Bayesian Inference: OPV light-intensity dependant JV fits with SIMsalabim (fake data)

This notebook is a demonstration of how to fit light-intensity dependent JV curves with drift-diffusion models using the SIMsalabim package.

[1]:
# Import necessary libraries
import warnings, os, sys, shutil
# remove warnings from the output
os.environ["PYTHONWARNINGS"] = "ignore"
warnings.filterwarnings(action='ignore', category=FutureWarning)
warnings.filterwarnings(action='ignore', category=UserWarning)
import pandas as pd
import matplotlib.pyplot as plt
import numpy as np
from numpy.random import default_rng
import torch, copy, uuid
import pySIMsalabim as sim
from pySIMsalabim.experiments.JV_steady_state import *
import ax, logging
from ax.utils.notebook.plotting import init_notebook_plotting, render
init_notebook_plotting() # for Jupyter notebooks

try:
    from optimpv import *
    from optimpv.axBOtorch.axUtils import *
except Exception as e:
    sys.path.append('../') # add the path to the optimpv module
    from optimpv import *
    from optimpv.axBOtorch.axUtils import *
[INFO 12-08 09:11:36] ax.utils.notebook.plotting: Injecting Plotly library into cell.

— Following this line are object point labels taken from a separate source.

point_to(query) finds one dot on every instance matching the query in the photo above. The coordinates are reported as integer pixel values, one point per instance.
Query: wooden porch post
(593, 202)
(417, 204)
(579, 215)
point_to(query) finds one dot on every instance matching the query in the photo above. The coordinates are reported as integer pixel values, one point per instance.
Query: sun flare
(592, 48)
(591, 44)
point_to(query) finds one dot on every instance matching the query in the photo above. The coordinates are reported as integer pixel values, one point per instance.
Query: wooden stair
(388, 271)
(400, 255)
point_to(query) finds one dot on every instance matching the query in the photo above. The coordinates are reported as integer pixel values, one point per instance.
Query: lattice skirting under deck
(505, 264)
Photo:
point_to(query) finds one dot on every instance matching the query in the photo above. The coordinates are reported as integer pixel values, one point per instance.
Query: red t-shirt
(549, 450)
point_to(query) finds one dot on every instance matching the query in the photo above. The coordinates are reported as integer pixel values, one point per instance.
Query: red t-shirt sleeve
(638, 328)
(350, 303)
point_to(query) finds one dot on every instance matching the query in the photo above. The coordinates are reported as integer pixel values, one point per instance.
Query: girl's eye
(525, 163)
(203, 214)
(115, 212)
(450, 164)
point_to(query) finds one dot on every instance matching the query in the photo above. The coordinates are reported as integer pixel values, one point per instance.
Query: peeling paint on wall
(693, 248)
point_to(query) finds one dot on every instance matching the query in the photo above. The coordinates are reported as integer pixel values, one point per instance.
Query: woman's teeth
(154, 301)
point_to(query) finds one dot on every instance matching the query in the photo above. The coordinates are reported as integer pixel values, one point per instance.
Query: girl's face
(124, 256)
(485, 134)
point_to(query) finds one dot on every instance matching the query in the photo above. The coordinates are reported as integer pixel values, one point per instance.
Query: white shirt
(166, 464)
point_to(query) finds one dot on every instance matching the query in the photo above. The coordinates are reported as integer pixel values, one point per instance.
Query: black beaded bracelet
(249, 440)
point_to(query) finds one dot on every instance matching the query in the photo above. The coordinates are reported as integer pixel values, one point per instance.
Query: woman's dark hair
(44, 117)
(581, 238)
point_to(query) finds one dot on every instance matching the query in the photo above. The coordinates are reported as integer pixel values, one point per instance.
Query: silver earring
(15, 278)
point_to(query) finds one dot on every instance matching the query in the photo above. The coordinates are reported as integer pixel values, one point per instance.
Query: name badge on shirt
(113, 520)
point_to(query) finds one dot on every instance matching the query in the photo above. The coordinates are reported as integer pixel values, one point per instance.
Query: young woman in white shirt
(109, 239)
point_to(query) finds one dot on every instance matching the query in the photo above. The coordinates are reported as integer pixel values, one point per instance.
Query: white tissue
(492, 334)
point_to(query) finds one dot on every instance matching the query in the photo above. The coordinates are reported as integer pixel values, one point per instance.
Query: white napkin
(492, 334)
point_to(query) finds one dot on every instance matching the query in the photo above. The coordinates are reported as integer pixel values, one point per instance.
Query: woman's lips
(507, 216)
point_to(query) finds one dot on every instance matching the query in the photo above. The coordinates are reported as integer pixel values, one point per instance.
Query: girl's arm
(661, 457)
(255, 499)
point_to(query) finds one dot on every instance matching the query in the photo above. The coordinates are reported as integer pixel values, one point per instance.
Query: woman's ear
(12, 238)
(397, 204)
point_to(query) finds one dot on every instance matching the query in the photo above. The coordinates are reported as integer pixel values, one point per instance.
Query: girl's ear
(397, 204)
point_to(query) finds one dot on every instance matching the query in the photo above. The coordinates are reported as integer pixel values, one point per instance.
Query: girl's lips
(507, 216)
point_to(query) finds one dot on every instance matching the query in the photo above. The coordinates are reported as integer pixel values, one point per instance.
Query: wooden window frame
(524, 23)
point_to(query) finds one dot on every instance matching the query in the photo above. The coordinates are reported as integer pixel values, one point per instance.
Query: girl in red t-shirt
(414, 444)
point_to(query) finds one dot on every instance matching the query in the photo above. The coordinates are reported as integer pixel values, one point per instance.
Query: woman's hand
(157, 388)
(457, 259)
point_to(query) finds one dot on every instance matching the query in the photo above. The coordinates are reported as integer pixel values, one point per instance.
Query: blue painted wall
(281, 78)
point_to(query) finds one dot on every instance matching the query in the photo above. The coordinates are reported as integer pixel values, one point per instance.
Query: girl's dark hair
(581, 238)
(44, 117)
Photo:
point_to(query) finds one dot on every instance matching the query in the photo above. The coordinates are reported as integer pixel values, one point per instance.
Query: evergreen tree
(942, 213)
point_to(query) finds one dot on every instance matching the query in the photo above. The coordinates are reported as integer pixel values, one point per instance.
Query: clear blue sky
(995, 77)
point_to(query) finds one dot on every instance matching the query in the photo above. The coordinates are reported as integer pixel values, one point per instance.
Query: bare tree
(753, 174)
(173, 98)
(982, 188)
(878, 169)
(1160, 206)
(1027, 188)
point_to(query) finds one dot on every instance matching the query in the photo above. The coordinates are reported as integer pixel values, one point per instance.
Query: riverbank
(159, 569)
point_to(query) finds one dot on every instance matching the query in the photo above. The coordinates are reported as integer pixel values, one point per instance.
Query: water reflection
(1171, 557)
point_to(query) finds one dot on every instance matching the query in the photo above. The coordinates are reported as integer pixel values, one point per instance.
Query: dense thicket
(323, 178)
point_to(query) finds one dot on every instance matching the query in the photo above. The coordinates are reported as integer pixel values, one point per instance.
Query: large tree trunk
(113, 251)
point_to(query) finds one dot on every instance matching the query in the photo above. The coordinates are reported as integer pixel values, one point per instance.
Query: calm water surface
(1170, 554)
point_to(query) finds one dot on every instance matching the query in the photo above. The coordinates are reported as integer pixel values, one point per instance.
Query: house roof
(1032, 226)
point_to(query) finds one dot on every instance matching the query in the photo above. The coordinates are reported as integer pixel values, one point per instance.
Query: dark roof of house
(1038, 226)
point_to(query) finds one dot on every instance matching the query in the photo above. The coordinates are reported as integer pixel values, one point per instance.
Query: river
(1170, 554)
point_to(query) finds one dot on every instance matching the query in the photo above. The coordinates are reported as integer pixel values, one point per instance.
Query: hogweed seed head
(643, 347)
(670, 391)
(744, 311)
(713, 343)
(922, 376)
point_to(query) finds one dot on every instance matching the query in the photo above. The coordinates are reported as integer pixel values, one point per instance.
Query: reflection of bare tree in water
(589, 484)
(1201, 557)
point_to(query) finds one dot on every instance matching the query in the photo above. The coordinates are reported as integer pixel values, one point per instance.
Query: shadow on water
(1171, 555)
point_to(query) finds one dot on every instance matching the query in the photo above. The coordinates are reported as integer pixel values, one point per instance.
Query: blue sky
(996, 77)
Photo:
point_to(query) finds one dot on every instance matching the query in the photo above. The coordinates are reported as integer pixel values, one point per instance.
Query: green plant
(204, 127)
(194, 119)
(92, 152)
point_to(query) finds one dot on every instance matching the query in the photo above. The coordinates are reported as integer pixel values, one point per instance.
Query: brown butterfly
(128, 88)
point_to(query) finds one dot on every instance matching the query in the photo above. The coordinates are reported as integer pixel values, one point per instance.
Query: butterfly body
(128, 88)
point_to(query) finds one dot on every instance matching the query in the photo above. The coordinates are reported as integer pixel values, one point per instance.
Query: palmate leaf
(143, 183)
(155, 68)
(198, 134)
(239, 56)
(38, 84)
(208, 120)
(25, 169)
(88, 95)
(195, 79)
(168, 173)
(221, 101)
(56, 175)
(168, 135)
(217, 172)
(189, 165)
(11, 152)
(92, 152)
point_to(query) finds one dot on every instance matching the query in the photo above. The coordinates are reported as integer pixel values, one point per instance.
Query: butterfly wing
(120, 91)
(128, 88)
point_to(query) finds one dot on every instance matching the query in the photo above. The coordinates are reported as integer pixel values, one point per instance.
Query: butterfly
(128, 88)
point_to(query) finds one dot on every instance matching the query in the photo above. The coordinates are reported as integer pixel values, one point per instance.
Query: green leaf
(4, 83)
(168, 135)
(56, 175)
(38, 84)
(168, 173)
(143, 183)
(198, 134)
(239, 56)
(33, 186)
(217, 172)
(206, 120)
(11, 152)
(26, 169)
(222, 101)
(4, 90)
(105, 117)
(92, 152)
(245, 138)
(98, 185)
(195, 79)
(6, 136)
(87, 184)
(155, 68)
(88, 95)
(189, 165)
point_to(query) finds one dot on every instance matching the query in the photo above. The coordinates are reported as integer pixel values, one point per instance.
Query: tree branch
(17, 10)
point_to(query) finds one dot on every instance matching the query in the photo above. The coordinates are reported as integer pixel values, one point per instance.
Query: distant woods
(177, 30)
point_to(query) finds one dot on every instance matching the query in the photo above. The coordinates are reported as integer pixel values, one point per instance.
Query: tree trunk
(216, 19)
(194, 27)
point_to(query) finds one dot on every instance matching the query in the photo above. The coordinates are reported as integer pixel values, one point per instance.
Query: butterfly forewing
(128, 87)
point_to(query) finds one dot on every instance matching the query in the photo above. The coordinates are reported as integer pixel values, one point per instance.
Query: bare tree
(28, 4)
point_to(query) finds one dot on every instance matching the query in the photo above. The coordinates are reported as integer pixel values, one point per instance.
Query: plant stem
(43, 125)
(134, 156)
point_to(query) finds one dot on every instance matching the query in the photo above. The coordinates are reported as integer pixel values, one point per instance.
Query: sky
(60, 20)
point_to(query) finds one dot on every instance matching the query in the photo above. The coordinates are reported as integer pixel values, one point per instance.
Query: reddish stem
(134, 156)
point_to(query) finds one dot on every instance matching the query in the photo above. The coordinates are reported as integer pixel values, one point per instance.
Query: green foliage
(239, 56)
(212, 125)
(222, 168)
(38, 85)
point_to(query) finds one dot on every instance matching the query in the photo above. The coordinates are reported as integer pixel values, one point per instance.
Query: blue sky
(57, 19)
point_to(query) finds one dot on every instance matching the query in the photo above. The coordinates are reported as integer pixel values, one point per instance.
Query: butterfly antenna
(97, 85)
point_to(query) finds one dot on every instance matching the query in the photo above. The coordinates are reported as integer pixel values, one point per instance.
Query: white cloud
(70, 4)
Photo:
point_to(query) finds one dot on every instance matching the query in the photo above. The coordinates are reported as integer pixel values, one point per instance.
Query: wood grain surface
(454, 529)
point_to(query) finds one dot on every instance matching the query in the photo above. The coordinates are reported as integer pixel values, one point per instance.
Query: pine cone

Do not overwrite or delete cell.
[INFO 12-08 09:11:36] ax.utils.notebook.plotting: Please see
    (https://ax.dev/tutorials/visualizations.html#Fix-for-plots-that-are-not-rendering)
    if visualizations are not rendering.

Define the parameters for the simulation

[2]:
params = [] # list of parameters to be optimized

mun = FitParam(name = 'l2.mu_n', value = 7e-8, bounds = [1e-9,1e-6], log_scale = True, value_type = 'float', fscale = None, rescale = False, display_name=r'$\mu_n$', unit='m$^2$ V$^{-1}$s$^{-1}$', axis_type = 'log', force_log = True)
params.append(mun)

mup = FitParam(name = 'l2.mu_p', value = 5e-8, bounds = [1e-9,1e-6], log_scale = True, value_type = 'float', fscale = None, rescale = False, display_name=r'$\mu_p$', unit=r'm$^2$ V$^{-1}$s$^{-1}$', axis_type = 'log', force_log = True)
params.append(mup)

bulk_tr = FitParam(name = 'l2.N_t_bulk', value = 1e20, bounds = [1e19,1e22], log_scale = True, value_type = 'float', fscale = None, rescale = False,  display_name=r'$N_{T}$', unit=r'm$^{-3}$', axis_type = 'log', force_log = True)
params.append(bulk_tr)

preLangevin = FitParam(name = 'l2.preLangevin', value = 1e-2, bounds = [0.005,1], log_scale = True, value_type = 'float', fscale = None, rescale = False, display_name=r'$\gamma_{pre}$', unit=r'', axis_type = 'log', force_log = True)
params.append(preLangevin)

R_series = FitParam(name = 'R_series', value = 1e-4, bounds = [1e-5,1e-3], log_scale = True, value_type = 'float', fscale = None, rescale = False,  display_name=r'$R_{series}$', unit=r'$\Omega$ m$^2$', axis_type = 'log', force_log = True)
params.append(R_series)

# save the original parameters for later
params_orig = copy.deepcopy(params)

Generate some fake data

Here we generate some fake data to fit. The data is generated using the same model as the one used for the fitting, so it is a good test of the fitting procedure. For more information on how to run SIMsalabim from python see the pySIMsalabim package.

[3]:
# Set the session path for the simulation and the input files
session_path = os.path.join(os.path.join(os.path.abspath('../'),'SIMsalabim','SimSS'))
input_path = os.path.join(os.path.join(os.path.join(os.path.abspath('../'),'Data','simsalabim_test_inputs','fakeOPV')))
simulation_setup_filename = 'simulation_setup_fakeOPV.txt'
simulation_setup = os.path.join(session_path, simulation_setup_filename)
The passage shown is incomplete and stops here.